Southern Mountain Rifle by Marc Tornichio
This early iron mounted Southern longrifle was created by Marc Tornichio. This rifle is not a copy of any one rifle but incorporates the architecture and features of several early iron mounted rifles of the western Virginia/Carolina Appalachian area from the 1790 to 1810 period. It shows the quality workmanship of a trained and talented gunsmith from 200 years ago or today. Marc says, “The rifle has a lot of characteristics of the GB rifle with a touch of the MESDA gun.” Wallace Gusler published an article on the “GB” rifle titled “A Fine Iron Mounted Rifle” in the September 2004 Muzzle Blasts. Wallace noted the step wrist architecture and fine workmanship, attributing the rifle to southwestern Virginia or eastern Tennessee circa 1790. Another picture of the rifle can be found on page 32 of the July 2012 American Tradition. The Museum of Early Southern Decorative Arts (M.E.S.D.A.) in Winston-Salem, North Carolina, has another step wrist rifle with iron mountings and carving by an unknown maker often referred to as the MESDA rifle. Pictures of this rifle are published on page 109 of Longrifles of Virginia by James Butler, and on page 43 of the January 2012 American Tradition. This rifle exemplifies the early period of the iron mounted southern rifle, prior to 1810, still showing some Germanic and English details but also the functional elegance of an evolving trans-mountain culture with details like the captured lid iron box.

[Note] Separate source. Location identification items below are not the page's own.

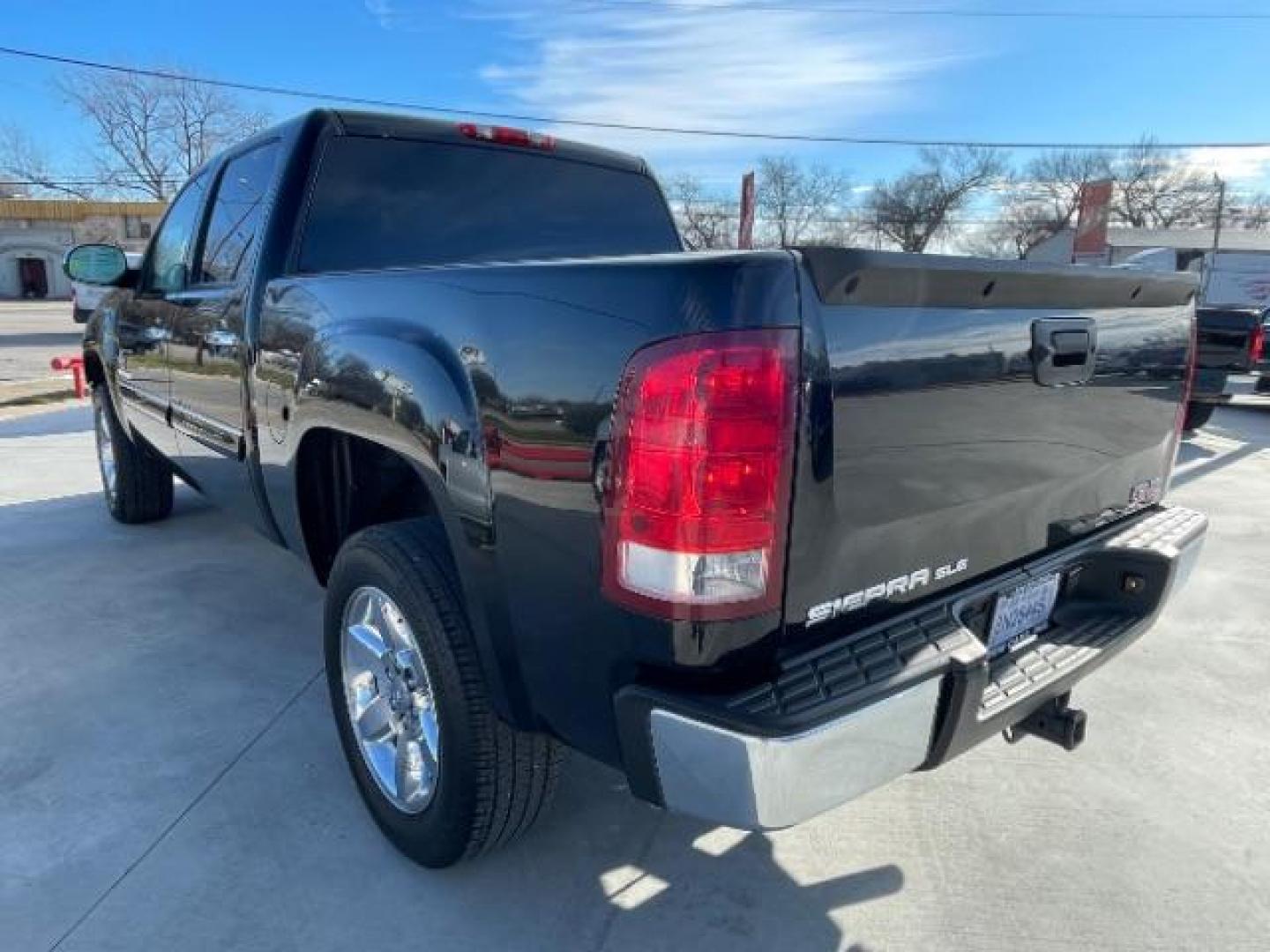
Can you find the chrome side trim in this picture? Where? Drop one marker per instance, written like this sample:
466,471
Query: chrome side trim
207,430
767,784
143,400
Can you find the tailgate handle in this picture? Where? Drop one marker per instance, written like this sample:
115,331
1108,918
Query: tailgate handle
1064,351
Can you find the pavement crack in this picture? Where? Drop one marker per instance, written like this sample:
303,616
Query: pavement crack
211,785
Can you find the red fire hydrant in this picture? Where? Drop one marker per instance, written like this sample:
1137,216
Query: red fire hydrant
75,365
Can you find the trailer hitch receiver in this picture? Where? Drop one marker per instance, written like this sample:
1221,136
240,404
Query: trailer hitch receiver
1056,721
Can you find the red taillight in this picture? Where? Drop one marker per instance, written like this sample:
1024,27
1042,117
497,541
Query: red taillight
507,136
1258,346
698,493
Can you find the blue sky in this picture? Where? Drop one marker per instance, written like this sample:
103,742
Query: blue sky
724,68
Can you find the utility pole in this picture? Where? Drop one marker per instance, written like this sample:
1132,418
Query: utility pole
1221,207
746,224
1217,235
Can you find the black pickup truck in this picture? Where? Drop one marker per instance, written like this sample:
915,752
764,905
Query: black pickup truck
1227,340
762,530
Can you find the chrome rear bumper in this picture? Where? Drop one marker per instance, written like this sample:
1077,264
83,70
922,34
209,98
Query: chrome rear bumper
773,782
826,730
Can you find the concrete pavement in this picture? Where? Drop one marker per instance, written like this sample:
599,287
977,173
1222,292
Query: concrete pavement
170,777
32,333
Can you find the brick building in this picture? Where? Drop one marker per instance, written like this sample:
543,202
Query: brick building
36,233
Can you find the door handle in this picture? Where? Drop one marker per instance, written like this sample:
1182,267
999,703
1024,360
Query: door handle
1064,351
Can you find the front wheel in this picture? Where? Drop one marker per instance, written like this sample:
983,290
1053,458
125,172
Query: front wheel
442,776
135,479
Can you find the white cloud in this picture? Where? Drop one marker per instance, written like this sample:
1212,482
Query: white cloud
718,69
1236,165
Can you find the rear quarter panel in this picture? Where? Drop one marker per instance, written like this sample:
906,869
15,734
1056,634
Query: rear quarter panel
498,383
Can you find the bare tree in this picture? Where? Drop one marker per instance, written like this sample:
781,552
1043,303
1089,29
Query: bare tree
1047,196
705,221
1156,190
26,167
915,207
793,199
153,132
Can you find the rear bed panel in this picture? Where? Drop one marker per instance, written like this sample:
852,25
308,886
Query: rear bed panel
930,450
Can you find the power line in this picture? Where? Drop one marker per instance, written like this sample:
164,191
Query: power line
930,11
596,123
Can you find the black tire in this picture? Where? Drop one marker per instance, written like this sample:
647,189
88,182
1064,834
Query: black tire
143,481
1198,415
493,781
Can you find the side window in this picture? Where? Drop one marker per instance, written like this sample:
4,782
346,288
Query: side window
236,215
169,251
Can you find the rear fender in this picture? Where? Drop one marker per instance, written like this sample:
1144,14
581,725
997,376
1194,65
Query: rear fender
401,387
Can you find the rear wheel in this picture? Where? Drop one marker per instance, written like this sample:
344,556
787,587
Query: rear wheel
1198,415
442,776
135,479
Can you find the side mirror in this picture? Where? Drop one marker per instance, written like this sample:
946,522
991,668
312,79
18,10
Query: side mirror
95,264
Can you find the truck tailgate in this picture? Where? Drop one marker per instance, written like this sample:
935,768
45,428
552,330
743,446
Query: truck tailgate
963,415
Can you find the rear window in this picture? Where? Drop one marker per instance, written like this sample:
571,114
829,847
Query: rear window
387,204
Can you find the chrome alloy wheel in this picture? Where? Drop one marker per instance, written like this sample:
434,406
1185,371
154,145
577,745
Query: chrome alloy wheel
106,450
389,697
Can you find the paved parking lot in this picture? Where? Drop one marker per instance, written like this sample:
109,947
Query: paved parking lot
32,333
170,777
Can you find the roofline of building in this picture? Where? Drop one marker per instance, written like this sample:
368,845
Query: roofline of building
74,208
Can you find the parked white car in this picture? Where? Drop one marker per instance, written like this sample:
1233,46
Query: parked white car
86,297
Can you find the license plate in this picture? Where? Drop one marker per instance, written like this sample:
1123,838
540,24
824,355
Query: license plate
1021,614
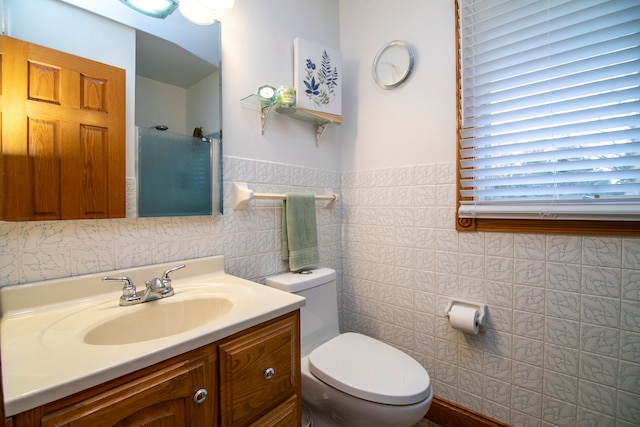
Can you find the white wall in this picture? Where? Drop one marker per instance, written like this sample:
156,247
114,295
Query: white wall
159,103
415,123
203,104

Rifles like this were carried on the southwestern frontier, by both the frontiersmen and the Indians. In deadly conflicts such as the “Chickamauaga War” between the American settlers, Cherokees, and Creeks, spanning the years after the Revolution and prior to the War of 1812, rifles made by regional gunmakers were carried and used by both sides. For settlers and natives in the mountain backcountry their rifle guns were often their most valuable possessions; sometimes bought at great cost; sometimes bartered for in times of peace; and sometimes taken as a prize of victory. References for this fact can be found as early as 1757. Both Cherokee and Creek chiefs, especially those of mixed Scots and Native American lineage like Bob Benge, William McIntosh, Alexander McGillivray, used these iron mounted rifles with deadly purpose. Scots Irish frontiersmen like the Crocketts, Shelbys, Campbells and McDowells and native allies among the Chickasaw and Choctaw, also used these prized southern black rifles with the same deadly purpose. These elegant and serviceable weapons continued to serve in the War of 1812 and throughout the westward movement from Missouri onto the Rocky Mountains.
Marc’s work in iron is a continuation of a chain of evolution in contemporary gunmaking that began with Hershel House in the 1960s and continues today through gunmakers like Ian Pratt, Mike Miller and Roger Sells, to name only a few. Marc has been influenced both by Ian Pratt and Jim Kibler in his building, craftsmanship and attention to historical detail. The rifle’s 48 caliber custom profiled 46″ swamped barrel by Ed Rayl is a copy of a barrel from an original rifle stamped “GB”. Although not the barrel from the rifle in Wallace Gusler’s Muzzle Blast article this ties in another “GB” gun. It has an English Ketland style lock donated by Jim Chambers and a showy stump curly maple stock donated by Nathan Cox and Pat Harrison of Harrison’s Sawmill . All the forged iron work is masterfully done by Marc. The fully captured lid box with finial piercing has a “GB” inspired outline. The double set triggers are made completely from scratch incorporating details strongly rooted in the southwest Virginia region and used by Jacob Young and others. His stock work on this trim, stepped wrist rifle exemplifies his abilities to transform his research and talents into an outstanding example of an early longrifle.
This is a fine example of the rifles carried on the southeastern frontier. This rifle is another of the great contemporary interpretations of the fascinating schools of gunmaking in western Virginia, North Carolina, eastern Tennessee, and across Kentucky. Understanding of these schools is expanding, and they appear to have produced some of the finest longrifles crafted in the South. This rifle ties in as a precursor in style to the Marvin Kemper Lexington rifle featured in the 2013 CLA Fundraising Auction and also the Roger Sells Elisha Bull featured in this years auction. This is a chance to own an excellent example of an impeccably styled and fabricated early iron mounted rifle by Marc Tornichio, a young contemporary gunmaker whose name is becoming more known with each passing year.